Potrebbe essere un tramite per fare questo progetto. Il “Venezia come Boston” promosso dal sindaco Brugnaro non è solo uno slogan ma è suffragato da concretezza e cifre. Lo Iuav ha già pronto il business plan. Quando mi danno il fischio di inizio sarò operativo. La data del semaforo verde potrebbe essere il 21 marzo. Ci sarà un polo veneziano molto più forte con corsi di studio universitario e postuniversitario che adesso non esistono. Nascerà una federazione di corsi di ricerca avanzata tutto l’anno. Abbiamo bisogno a regime di 1500 professori e 30mila studenti in più. Penso possa servire per andare in controtendenza. È l’unica speranza per Venezia che ha l’indole di affossare le cose. E’ un momento storico buono e bisogna agire molto velocemente.
Sostenibilità e …
Insegno sostenibilità da 40 anni. E’ il mio argomento. Lo Iuav è di vent’anni avanti. È stata la prima università d’Europa ad avere un corso di architettura per la sostenibilità.
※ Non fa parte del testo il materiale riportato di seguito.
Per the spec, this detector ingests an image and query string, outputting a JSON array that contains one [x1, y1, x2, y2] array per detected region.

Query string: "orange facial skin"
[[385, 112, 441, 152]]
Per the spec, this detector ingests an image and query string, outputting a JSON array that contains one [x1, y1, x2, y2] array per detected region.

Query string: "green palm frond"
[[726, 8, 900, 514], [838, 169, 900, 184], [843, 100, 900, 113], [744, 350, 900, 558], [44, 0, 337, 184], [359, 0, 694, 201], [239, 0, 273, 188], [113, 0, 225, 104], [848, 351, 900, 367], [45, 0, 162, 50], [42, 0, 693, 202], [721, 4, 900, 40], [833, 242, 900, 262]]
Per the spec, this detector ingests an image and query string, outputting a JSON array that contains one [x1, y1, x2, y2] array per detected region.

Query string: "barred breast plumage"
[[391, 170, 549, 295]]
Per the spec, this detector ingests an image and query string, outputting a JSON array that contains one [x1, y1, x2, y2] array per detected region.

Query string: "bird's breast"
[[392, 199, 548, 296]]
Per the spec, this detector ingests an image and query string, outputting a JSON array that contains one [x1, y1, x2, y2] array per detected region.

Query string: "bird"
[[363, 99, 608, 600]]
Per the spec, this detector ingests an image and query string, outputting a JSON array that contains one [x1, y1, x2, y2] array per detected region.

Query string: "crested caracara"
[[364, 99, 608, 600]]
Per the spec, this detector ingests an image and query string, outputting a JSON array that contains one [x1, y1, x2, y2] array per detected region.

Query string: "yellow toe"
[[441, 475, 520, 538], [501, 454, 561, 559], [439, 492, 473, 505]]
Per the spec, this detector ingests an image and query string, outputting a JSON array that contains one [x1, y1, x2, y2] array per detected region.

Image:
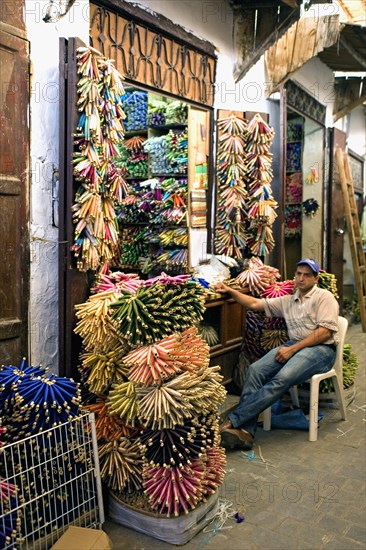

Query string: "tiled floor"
[[104, 321, 366, 549]]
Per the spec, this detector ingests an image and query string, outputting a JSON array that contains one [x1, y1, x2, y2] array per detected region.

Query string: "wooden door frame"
[[0, 28, 30, 364], [327, 127, 347, 309]]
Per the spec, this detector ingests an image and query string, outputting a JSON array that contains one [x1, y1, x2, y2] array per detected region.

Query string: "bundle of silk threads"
[[214, 113, 277, 259], [77, 272, 227, 517], [71, 47, 128, 271]]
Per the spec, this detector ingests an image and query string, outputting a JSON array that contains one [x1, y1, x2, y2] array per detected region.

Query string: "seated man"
[[215, 259, 339, 450]]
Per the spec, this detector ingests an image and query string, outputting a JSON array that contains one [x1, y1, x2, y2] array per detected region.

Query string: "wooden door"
[[59, 37, 90, 377], [0, 26, 29, 364], [327, 128, 347, 309]]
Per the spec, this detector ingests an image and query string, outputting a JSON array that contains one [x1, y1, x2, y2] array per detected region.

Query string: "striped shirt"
[[262, 285, 339, 344]]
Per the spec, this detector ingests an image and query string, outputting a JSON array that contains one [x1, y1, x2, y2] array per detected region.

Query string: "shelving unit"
[[204, 293, 247, 386], [116, 89, 209, 275], [285, 115, 305, 277]]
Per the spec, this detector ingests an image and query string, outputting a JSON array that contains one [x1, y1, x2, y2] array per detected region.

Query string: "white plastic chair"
[[262, 316, 348, 441]]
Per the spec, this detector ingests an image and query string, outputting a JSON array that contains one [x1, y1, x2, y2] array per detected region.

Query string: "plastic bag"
[[269, 400, 323, 430], [193, 255, 230, 284]]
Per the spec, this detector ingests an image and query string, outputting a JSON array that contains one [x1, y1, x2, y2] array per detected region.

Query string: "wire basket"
[[0, 413, 104, 549]]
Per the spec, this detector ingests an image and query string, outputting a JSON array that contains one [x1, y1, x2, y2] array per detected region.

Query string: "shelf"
[[151, 173, 188, 178], [148, 123, 187, 130], [120, 222, 149, 226], [124, 129, 148, 136], [210, 341, 242, 358], [118, 87, 209, 277]]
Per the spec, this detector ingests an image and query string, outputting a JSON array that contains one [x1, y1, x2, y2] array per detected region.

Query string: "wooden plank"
[[265, 15, 342, 95], [217, 109, 245, 121], [59, 37, 91, 377], [0, 27, 29, 365], [92, 0, 216, 56], [327, 128, 346, 309], [333, 78, 366, 122], [343, 153, 366, 275], [336, 148, 366, 331], [234, 5, 300, 82]]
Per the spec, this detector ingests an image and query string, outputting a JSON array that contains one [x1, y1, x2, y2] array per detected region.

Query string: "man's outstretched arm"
[[215, 282, 265, 311]]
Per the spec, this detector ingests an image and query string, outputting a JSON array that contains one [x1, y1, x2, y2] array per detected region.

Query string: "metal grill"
[[0, 413, 104, 549]]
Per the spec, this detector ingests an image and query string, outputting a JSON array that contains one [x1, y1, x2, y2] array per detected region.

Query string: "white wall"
[[130, 0, 268, 113], [26, 1, 89, 370], [347, 105, 366, 163]]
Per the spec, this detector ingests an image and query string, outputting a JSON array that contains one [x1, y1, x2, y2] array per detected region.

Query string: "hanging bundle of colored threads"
[[124, 327, 209, 386], [241, 310, 267, 363], [243, 114, 277, 256], [92, 269, 142, 294], [98, 437, 144, 492], [197, 322, 220, 347], [305, 167, 319, 185], [71, 47, 127, 271], [0, 359, 47, 412], [215, 114, 248, 259], [80, 345, 129, 394]]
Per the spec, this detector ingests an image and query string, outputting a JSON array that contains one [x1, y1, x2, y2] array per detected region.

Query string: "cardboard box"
[[50, 526, 113, 550]]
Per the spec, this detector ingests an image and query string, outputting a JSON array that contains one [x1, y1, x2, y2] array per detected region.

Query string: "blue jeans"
[[228, 341, 336, 436]]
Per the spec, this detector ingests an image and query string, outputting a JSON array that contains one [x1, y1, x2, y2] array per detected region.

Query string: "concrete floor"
[[103, 321, 366, 549]]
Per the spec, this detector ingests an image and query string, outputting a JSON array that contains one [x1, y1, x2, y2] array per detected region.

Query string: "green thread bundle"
[[110, 282, 206, 345]]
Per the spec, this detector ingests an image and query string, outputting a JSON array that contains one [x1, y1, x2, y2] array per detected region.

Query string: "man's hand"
[[275, 346, 296, 364], [215, 282, 231, 294]]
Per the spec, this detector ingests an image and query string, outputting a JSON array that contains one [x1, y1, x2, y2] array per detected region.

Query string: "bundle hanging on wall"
[[214, 113, 277, 259], [244, 114, 277, 256], [214, 114, 248, 259], [71, 47, 128, 271], [302, 198, 319, 217]]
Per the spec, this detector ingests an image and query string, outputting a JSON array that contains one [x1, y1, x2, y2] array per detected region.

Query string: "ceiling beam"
[[333, 77, 366, 121], [265, 15, 342, 95], [339, 36, 366, 69], [233, 5, 301, 82], [281, 0, 300, 7]]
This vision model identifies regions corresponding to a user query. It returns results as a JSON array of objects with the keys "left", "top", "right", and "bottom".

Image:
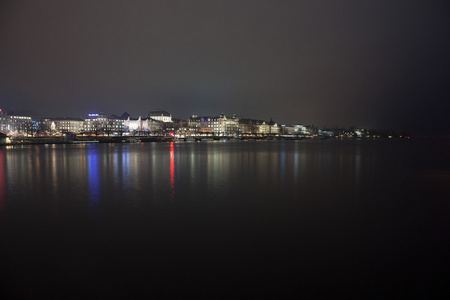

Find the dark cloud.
[{"left": 1, "top": 0, "right": 449, "bottom": 132}]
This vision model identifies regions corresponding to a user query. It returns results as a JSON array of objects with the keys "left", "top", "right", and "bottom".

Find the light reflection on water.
[
  {"left": 0, "top": 140, "right": 399, "bottom": 214},
  {"left": 170, "top": 142, "right": 175, "bottom": 201},
  {"left": 1, "top": 139, "right": 450, "bottom": 298},
  {"left": 87, "top": 145, "right": 100, "bottom": 209}
]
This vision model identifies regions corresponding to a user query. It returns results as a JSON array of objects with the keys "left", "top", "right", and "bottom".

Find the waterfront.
[{"left": 1, "top": 139, "right": 449, "bottom": 297}]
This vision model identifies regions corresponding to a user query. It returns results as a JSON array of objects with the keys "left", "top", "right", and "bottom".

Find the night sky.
[{"left": 1, "top": 0, "right": 449, "bottom": 134}]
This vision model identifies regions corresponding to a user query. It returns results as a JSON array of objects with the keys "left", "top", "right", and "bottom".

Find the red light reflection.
[{"left": 170, "top": 142, "right": 175, "bottom": 201}]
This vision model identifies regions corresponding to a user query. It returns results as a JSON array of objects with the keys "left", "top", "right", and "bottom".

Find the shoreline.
[{"left": 1, "top": 135, "right": 409, "bottom": 146}]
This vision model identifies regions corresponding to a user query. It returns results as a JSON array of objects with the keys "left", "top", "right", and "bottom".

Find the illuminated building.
[
  {"left": 124, "top": 116, "right": 163, "bottom": 134},
  {"left": 239, "top": 118, "right": 279, "bottom": 135},
  {"left": 293, "top": 125, "right": 310, "bottom": 135},
  {"left": 188, "top": 115, "right": 213, "bottom": 133},
  {"left": 189, "top": 113, "right": 239, "bottom": 136},
  {"left": 83, "top": 114, "right": 127, "bottom": 136},
  {"left": 148, "top": 110, "right": 172, "bottom": 123},
  {"left": 280, "top": 125, "right": 295, "bottom": 135},
  {"left": 106, "top": 116, "right": 125, "bottom": 135},
  {"left": 0, "top": 109, "right": 32, "bottom": 137},
  {"left": 84, "top": 113, "right": 108, "bottom": 135},
  {"left": 267, "top": 119, "right": 280, "bottom": 135},
  {"left": 239, "top": 119, "right": 265, "bottom": 135},
  {"left": 44, "top": 117, "right": 84, "bottom": 134}
]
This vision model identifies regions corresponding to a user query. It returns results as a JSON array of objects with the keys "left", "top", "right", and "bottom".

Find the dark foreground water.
[{"left": 1, "top": 139, "right": 449, "bottom": 298}]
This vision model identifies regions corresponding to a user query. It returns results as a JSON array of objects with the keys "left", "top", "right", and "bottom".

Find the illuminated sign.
[{"left": 88, "top": 114, "right": 99, "bottom": 117}]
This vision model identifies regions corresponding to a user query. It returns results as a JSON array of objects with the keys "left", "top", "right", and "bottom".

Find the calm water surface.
[{"left": 1, "top": 140, "right": 449, "bottom": 298}]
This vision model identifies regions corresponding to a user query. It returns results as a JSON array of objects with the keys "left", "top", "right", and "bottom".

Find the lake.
[{"left": 1, "top": 139, "right": 449, "bottom": 298}]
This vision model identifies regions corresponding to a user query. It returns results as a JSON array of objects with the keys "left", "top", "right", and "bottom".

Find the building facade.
[
  {"left": 189, "top": 113, "right": 239, "bottom": 135},
  {"left": 239, "top": 118, "right": 279, "bottom": 135},
  {"left": 0, "top": 110, "right": 32, "bottom": 137},
  {"left": 84, "top": 114, "right": 108, "bottom": 135},
  {"left": 239, "top": 119, "right": 265, "bottom": 135},
  {"left": 124, "top": 117, "right": 163, "bottom": 134},
  {"left": 47, "top": 118, "right": 84, "bottom": 134},
  {"left": 293, "top": 125, "right": 310, "bottom": 135},
  {"left": 148, "top": 110, "right": 172, "bottom": 123}
]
Nel 2001/2002 abbiamo inserito la laurea magistrale in architettura per la sostenibilità che ho diretto per molti anni. Questa materia, 40 anni fa, che nessuno studiava si chiamava architettura solare. Ormai il concetto di sostenibilità è vecchio, quello nuovo è basato sulla messa in sicurezza del territorio. Da un certo punto di vista non abbiamo più bisogno di progresso ma di solidificare i beni che abbiamo in tutti i sensi, la messa in sicurezza di un patrimonio, i documenti, i saperi, la salute degli uomini. Lo stiamo vedendo, dalla pandemia alla guerra.
Ci parla dello Iuav?
Con 4500 studenti è tra le università italiane che ha il più alto tasso di internazionalizzazione. Si tratta di un dato che si misura in più parametri. Lo Iuav inoltre ha la caratteristica di essere l’unica università italiana a statuto speciale. Viviamo ancora della fama di molti grandi architetti che hanno lavorato qua. Qui si è fatta una parte della storia dell’architettura mondiale. Molti dei pensieri dell’architettura del mondo sono stati sviluppati qua dentro. Nei miei anni c’erano 12mila iscritti. Ho tanti amici presidi che parlano veneziano, in Giordania, in Libano, in Iraq. Nel tempo abbiamo perso il mondo arabo. Abbiamo perso la capacità di accoglienza, non ci siamo dedicati a questo, non abbiamo investito. Eppure lo Iuav è aperto al mondo mediterraneo, è uno dei nostri orizzonti. Personalmente ho molti contatti con il Medio Oriente. I miei studi sono rivolti soprattutto ai processi di ricostruzione post bellici.